At Skyharbour's flagship, high-grade Moore Lake project, the company plans on initiating a 2,500-meter drill program early in the new year. "This could very well be our most important drill program on the project and the reason for that is we are now primarily testing basement-hosted targets that have been refined by new geophysical techniques," Trimble said. "When you look at most of the major discoveries that have been made recently in the Athabasca Basin—Denison, NexGen, Fission—these are all high-grade uranium deposits that are hosted in the underlying basement rocks."
Historically, a lot of the drilling and exploration was focused in the overlying Athabasca sandstone or at the unconformity, the unconformity being the border between the sandstone and the basement rock. But now the basement rocks are showing some of the highest uranium grades.
"What's exciting about Moore Lake and the upcoming drill program is there was very little historical drilling and work done testing the basement targets, which host the feeder zones. This is the source of the high-grade mineralization, up to 21% U3O8, that we have at our Maverick zone, which is hosted in the sandstone and at the unconformity," Trimble said.

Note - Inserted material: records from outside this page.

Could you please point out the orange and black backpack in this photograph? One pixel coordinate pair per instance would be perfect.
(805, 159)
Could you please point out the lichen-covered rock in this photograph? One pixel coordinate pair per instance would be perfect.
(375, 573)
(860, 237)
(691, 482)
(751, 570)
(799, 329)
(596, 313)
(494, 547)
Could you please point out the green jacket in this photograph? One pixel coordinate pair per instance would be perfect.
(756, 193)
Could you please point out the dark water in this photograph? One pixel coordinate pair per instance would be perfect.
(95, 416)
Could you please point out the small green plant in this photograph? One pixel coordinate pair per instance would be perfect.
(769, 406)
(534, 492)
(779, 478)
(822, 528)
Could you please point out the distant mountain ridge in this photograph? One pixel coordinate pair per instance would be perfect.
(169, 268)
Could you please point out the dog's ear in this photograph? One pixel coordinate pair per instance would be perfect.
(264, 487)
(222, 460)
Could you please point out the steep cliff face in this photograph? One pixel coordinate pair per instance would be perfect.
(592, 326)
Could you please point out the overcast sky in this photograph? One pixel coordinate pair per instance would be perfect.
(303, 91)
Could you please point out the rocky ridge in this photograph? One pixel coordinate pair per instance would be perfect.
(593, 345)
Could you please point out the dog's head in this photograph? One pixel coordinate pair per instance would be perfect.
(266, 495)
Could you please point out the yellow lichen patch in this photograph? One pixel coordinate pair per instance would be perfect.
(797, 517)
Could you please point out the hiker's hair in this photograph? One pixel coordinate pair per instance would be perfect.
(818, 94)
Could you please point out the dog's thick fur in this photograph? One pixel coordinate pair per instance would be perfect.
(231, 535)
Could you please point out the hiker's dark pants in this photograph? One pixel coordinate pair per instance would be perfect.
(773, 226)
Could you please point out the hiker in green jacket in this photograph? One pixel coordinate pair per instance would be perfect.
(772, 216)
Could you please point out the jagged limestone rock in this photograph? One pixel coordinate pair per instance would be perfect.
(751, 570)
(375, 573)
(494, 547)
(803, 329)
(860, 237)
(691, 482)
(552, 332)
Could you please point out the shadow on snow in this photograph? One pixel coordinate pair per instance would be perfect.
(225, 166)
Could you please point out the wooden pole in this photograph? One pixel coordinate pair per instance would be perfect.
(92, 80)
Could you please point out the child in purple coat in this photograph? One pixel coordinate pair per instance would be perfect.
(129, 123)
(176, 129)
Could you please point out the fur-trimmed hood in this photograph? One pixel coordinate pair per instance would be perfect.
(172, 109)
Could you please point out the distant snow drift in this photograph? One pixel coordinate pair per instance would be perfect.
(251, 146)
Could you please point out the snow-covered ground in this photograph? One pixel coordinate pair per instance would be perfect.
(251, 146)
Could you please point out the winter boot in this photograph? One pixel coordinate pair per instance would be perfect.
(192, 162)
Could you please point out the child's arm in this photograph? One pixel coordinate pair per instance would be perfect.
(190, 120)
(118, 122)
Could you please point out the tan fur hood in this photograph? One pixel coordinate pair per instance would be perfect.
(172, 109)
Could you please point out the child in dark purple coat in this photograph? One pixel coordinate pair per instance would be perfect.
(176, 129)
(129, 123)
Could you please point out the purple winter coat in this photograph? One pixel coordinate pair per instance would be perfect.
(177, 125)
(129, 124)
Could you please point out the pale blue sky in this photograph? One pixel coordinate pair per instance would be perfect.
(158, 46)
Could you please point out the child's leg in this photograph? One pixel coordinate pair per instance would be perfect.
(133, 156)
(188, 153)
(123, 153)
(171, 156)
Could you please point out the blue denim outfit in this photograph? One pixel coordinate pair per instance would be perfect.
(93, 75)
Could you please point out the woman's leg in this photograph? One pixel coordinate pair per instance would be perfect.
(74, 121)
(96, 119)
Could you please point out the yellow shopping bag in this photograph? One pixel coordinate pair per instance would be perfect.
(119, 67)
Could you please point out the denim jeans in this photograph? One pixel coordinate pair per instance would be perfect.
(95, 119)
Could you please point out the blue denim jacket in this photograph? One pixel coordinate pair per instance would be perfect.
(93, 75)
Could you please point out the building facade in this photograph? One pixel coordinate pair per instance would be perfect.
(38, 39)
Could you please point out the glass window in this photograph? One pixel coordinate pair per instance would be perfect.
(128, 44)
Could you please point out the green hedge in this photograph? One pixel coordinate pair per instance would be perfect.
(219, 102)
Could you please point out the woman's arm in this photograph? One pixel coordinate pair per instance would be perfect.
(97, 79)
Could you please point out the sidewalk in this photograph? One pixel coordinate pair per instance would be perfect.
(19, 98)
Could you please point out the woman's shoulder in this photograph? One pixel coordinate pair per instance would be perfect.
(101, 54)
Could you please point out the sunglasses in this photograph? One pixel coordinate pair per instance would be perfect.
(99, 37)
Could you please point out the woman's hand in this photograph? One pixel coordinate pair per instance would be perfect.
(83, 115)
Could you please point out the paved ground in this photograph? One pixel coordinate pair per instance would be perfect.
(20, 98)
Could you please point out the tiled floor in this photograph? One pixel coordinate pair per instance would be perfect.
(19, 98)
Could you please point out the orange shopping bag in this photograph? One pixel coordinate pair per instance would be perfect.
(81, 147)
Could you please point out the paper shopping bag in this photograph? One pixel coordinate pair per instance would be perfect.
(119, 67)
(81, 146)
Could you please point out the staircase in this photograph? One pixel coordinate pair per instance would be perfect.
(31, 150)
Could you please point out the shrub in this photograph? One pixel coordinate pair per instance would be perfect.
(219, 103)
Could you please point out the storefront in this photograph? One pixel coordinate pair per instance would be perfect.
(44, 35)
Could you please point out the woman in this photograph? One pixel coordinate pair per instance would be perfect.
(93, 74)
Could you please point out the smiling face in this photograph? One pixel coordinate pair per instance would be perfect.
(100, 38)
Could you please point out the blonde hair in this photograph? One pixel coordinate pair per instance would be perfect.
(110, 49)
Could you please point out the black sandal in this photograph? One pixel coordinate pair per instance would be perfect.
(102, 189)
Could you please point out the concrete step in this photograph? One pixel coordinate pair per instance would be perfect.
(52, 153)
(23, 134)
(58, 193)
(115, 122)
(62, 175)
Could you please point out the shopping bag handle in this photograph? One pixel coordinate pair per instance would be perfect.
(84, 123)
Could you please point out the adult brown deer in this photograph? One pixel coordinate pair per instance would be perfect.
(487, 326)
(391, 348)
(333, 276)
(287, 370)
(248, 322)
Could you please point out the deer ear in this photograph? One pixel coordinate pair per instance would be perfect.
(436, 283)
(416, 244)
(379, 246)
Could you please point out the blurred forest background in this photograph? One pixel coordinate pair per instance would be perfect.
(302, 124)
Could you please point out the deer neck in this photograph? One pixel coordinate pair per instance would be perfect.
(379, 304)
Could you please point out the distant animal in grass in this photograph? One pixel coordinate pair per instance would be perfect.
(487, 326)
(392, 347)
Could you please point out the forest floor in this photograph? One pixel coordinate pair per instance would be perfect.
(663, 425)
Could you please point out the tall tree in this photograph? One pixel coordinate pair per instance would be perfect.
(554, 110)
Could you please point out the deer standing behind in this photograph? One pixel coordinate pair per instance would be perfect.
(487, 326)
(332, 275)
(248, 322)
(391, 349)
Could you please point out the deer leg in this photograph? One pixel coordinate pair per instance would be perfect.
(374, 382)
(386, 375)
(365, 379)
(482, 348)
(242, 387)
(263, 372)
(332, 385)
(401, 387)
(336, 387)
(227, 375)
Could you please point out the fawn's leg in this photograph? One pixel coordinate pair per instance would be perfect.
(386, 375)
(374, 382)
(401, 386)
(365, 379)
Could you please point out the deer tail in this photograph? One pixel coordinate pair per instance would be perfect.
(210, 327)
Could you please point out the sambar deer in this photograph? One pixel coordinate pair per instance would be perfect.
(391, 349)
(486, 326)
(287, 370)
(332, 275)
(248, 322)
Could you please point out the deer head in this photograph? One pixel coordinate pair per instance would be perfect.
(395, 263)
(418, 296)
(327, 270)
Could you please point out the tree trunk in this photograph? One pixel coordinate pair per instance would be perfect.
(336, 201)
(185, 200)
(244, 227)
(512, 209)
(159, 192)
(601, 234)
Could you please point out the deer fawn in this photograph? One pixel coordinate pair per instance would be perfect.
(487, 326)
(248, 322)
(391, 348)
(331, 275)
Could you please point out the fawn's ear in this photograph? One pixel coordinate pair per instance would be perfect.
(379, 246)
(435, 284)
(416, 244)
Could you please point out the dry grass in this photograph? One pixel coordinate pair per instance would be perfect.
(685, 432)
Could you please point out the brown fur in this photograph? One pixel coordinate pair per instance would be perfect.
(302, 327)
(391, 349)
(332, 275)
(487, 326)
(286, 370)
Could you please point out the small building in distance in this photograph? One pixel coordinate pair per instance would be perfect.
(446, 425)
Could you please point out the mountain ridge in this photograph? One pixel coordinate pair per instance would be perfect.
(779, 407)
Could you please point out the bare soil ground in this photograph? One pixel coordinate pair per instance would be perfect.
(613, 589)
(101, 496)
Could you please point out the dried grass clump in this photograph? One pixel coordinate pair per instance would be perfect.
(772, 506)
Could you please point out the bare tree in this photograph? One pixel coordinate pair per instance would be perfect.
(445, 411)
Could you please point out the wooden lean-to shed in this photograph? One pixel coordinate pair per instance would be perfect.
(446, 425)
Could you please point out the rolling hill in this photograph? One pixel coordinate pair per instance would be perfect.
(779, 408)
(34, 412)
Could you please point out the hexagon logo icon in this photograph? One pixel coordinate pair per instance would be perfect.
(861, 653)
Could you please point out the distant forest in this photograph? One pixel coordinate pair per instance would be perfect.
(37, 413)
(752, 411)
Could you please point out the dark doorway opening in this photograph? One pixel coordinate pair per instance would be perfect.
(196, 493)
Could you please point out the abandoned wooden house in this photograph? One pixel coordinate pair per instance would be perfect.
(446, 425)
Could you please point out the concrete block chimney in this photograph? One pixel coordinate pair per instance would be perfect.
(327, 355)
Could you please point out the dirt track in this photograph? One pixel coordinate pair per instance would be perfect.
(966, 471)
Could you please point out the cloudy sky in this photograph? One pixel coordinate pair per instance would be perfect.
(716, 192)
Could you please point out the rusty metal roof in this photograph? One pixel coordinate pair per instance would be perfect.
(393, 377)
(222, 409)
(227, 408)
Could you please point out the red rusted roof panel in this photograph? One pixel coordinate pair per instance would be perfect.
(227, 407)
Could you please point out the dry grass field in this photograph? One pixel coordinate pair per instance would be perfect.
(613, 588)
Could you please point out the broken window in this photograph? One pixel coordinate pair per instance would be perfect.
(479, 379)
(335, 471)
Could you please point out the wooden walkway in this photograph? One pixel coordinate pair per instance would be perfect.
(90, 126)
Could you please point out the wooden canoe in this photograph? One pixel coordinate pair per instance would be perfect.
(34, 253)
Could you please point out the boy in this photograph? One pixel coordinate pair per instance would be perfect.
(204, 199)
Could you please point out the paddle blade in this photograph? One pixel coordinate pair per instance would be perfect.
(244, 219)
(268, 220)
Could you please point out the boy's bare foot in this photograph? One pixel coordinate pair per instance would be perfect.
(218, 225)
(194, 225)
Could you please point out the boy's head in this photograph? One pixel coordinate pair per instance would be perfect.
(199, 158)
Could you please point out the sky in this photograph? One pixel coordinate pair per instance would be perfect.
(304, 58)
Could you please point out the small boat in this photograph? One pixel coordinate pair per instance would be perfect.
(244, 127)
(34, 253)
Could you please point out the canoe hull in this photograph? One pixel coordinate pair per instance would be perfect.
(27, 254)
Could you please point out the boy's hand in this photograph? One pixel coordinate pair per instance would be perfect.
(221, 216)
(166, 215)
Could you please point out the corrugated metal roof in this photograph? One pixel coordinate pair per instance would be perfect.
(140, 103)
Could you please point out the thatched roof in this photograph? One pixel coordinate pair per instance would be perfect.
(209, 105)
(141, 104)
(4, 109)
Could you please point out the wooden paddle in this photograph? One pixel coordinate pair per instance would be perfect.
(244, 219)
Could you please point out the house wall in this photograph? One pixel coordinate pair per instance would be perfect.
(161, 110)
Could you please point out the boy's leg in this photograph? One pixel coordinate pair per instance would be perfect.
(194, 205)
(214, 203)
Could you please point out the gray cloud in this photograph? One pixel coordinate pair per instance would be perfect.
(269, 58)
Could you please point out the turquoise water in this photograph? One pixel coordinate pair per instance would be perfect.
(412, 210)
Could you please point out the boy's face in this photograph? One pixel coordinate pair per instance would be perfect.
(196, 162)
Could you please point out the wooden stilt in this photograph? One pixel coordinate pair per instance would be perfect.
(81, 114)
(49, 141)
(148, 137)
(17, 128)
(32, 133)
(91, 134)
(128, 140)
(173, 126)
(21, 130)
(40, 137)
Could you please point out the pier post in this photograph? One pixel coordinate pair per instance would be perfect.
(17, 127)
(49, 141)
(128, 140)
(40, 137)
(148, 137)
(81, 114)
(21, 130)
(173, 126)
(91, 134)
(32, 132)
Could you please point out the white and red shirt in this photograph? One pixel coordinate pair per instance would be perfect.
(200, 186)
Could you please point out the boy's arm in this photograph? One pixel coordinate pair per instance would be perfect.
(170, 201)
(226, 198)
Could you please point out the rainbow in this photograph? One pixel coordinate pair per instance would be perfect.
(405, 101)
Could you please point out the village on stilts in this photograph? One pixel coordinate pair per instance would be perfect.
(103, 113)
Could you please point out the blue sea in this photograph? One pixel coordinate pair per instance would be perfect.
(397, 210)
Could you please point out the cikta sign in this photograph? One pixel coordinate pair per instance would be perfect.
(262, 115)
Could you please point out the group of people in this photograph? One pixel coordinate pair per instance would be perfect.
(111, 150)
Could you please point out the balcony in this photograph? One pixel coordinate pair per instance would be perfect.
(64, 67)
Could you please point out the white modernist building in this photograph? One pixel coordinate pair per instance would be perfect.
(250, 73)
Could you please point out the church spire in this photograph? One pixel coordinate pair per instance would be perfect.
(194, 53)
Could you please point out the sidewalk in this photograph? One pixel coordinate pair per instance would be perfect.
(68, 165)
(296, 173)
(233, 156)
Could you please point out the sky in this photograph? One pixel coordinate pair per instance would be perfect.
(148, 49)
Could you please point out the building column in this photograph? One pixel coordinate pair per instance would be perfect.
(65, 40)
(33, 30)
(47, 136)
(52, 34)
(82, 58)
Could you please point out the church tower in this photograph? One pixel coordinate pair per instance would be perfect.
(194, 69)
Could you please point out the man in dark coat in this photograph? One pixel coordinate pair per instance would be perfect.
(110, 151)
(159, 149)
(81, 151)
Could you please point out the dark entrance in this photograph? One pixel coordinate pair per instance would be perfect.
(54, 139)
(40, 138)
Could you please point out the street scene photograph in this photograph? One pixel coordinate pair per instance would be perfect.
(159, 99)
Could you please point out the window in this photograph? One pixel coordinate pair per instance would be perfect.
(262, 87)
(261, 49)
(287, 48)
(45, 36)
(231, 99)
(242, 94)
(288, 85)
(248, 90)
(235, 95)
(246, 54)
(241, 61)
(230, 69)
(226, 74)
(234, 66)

One of the new techniques Skyharbour has employed is geophysics using drones, which gives the company more pinpoint accuracy of its specific targets. Not only is it less expensive than flying fixed wing airplanes or helicopters, it gives better images because drones can fly closer to the tree line and provides tighter line spacing. "We are looking for cross-cutting structures that have broken up the main corridor and have allowed the fluids to come up," Trimble stated.
"Thanks to the geophysics, and further geological analysis, we now have a much more accurate idea of the zones we want to drill into," Trimble noted. The company has three targets, with the main one being the basement rock to the east of the Maverick zone, to follow up on one of the last holes the company drilled in the previous program, which intercepted high-grade mineralization.
"We think this drill hole just nicked the top of a much larger, higher-grade zone, so we are going to drill down plunge," Trimble explained.